None of this detracts from the relief one feels that the Library of America anthology (and despite the smugness of its demographic, the Vintage crime line) ensures that these novels are again widely available, nor from the respect one must grant writers such as Fearing, Thompson, and Himes for surviving absurdities of circumstance that would turn most young writers today into publicists and salesmen, as well as for their audacity in insisting that the thrill-driven potboiler (a genre fundamentally welded to the market) could still connect to real humanity despite the hackneyed plots of safes, yeggs, and fast black sedans. The quiet storms of these novels remain inviting against a contemporary aesthetic where the subtleties of real violence are lost in the universal translator, dumbed down into a single sick joke.
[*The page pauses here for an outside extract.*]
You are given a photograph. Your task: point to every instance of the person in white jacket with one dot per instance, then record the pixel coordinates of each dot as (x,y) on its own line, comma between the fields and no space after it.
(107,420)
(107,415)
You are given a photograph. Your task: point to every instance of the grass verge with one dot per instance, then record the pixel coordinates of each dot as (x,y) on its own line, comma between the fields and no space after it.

What real murder or heist or cabal can reach us—can touch us with the fundamentally perverse and recognizable human impulses of the perpetrators—now that we all know enough to appreciate the zany humor of hitman John Travolta “accidentally” firing a .45 hollowpoint into the skinny guy’s head, getting hitman Samuel Jackson’s kool ride all fucked up with brains and shit? It’s funny, we respond, in unison, as the synthetic blood patters down, as the Pepsi-drinking hitman rants on the big screen. We may flinch and giggle, but we’re not particularly surprised or concerned, because what we’re viewing bears no more familiarity or relevance to our lives than, say, a spectacle of giant gore-spraying gladiator insects. Despite their hoary vintage, the best of classic American crime writing offers no such divorce from prosaic reality, and it’s this element that makes them still convincing and sometimes chilling, and that weaves into even a book as gray and personal as David Goodis’s Down There (1956) an undeniably political consciousness. For readers who no longer recognize the fear that lurks behind everyday normality, these novels will seem only dated. But the curious circumstances these long buried writers portrayed are still with us—the too-quiet cafe, the too-helpful lawman, the darkness just beyond our brightly lit spaces—and as the news reports from such ordinary, frightened places as Junction City and Jonesboro confirm, we still live in a country where the civil dance of white flight—lock the door! dial 911!—is but a placebo in the face of ever more probable collisions, a lame imitation of the safety we crave.